Mr. Stonehouse has held salaried positions at several large pharmaceuticals companies, including Merck and AstraZeneca. His academic background is microbiology – University of Minnesota.
Finally, BioCryst’s partner Shionogi & Co. in Japan will have its hands full supplying peramivir to hospitals and stockpiles in Asia, primarily Japan, the Republic of China (Taiwan) and South Korea, where the drug already has cleared Phase III human trials and is likely to be accepted as an approved treatment by authorities.
BioCryst receives cash royalties and other incentives from its Japanese partner. This week, Shionogi filed in Japan to seek regulatory approval for peramivir. BioCryst will receive $7 million according to its contract with Shionogi and likely will reap far more in the way of royalties attached to sales milestones. BioCryst says the Shionogi partnership might generate as much as $102 million – plus double-digit royalty payments on sales of peramivir.
In a recent conference call, Mr. Stonehouse told us he has put in place highly professional and government-savvy individuals working on BioCryst’s behalf in a number of nations, including China, Israel and Mexico.

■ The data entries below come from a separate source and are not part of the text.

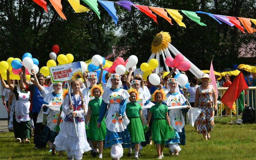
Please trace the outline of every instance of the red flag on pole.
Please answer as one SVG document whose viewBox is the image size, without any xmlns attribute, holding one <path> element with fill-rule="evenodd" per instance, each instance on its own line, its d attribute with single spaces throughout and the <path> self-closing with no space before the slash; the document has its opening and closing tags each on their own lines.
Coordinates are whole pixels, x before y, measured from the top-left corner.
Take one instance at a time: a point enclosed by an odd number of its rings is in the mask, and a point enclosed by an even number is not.
<svg viewBox="0 0 256 160">
<path fill-rule="evenodd" d="M 221 97 L 220 101 L 231 109 L 234 101 L 238 98 L 243 90 L 247 88 L 248 88 L 248 86 L 242 72 L 241 72 L 234 80 L 232 84 Z"/>
</svg>

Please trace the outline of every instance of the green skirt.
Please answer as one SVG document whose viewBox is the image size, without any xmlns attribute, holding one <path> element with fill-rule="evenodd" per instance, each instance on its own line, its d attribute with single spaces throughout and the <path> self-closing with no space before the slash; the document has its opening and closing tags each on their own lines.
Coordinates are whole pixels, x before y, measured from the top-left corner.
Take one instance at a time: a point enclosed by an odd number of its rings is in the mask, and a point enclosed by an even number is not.
<svg viewBox="0 0 256 160">
<path fill-rule="evenodd" d="M 155 144 L 164 145 L 165 141 L 173 139 L 175 137 L 174 130 L 170 130 L 166 120 L 164 119 L 154 120 L 151 129 L 151 138 Z"/>
<path fill-rule="evenodd" d="M 106 137 L 107 129 L 105 123 L 105 118 L 104 118 L 103 119 L 100 126 L 98 128 L 97 127 L 97 120 L 98 118 L 98 116 L 91 116 L 88 125 L 89 129 L 86 130 L 87 138 L 93 141 L 102 141 L 104 140 Z"/>
<path fill-rule="evenodd" d="M 139 117 L 128 118 L 130 123 L 128 124 L 128 130 L 131 137 L 132 145 L 145 141 L 143 125 Z"/>
</svg>

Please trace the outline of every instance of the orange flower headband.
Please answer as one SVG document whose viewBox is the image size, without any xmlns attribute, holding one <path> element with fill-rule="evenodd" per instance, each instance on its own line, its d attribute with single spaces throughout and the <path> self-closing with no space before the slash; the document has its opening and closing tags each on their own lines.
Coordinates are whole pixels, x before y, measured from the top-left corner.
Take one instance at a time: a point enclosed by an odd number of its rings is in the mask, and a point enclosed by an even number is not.
<svg viewBox="0 0 256 160">
<path fill-rule="evenodd" d="M 129 95 L 130 95 L 132 92 L 134 92 L 136 94 L 136 101 L 138 101 L 138 100 L 139 100 L 139 94 L 140 92 L 139 91 L 137 91 L 136 89 L 134 89 L 133 88 L 131 87 L 129 90 L 127 90 L 127 92 L 128 92 L 128 93 L 129 94 Z"/>
<path fill-rule="evenodd" d="M 162 89 L 160 90 L 156 90 L 155 91 L 154 93 L 153 93 L 153 94 L 152 94 L 151 95 L 153 101 L 156 101 L 156 95 L 159 93 L 160 93 L 163 95 L 162 96 L 162 101 L 164 101 L 165 100 L 166 98 L 166 94 L 165 93 L 164 90 Z"/>
<path fill-rule="evenodd" d="M 102 95 L 102 94 L 103 93 L 103 92 L 104 92 L 104 91 L 103 90 L 102 87 L 101 87 L 101 85 L 100 84 L 98 85 L 94 85 L 92 86 L 91 89 L 91 96 L 94 97 L 94 95 L 93 94 L 93 90 L 96 88 L 99 89 L 99 91 L 100 92 L 100 94 L 99 95 L 100 96 L 101 96 Z"/>
</svg>

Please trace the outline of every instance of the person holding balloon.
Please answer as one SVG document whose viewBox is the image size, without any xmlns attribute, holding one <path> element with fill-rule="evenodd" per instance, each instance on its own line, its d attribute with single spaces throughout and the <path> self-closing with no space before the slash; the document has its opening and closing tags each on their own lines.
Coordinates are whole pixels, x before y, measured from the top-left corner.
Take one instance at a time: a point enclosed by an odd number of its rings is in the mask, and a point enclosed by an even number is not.
<svg viewBox="0 0 256 160">
<path fill-rule="evenodd" d="M 114 160 L 123 156 L 123 147 L 131 148 L 131 139 L 127 128 L 129 120 L 125 115 L 126 101 L 130 97 L 127 91 L 120 87 L 122 82 L 117 74 L 111 74 L 107 82 L 107 88 L 102 95 L 97 127 L 99 127 L 109 105 L 105 121 L 107 127 L 105 147 L 111 147 L 110 155 Z"/>
</svg>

Writer Thom Calandra of Ticker Trax, a subscriber service of Stockhouse, has been tracking the drug discovery company BioCryst for four years and placed the shares on the service’s list of 11 Planetary Prospects in December 2008 at the price of $1.70 per share. Thom Calandra relies on interviews, original reporting, federal and international filings and life-sciences analysts and writers for his Ticker Trax research. (The subscriber service largely tracks natural resources companies and BioCryst Pharma.)
Thom Calandra owns 63,000 shares of BioCryst Pharma (BCRX) and has no intention of selling below $25 a share. He has owned some of his shares for four years. His published fair-value analysis of BioCryst Pharma is available in Ticker Trax.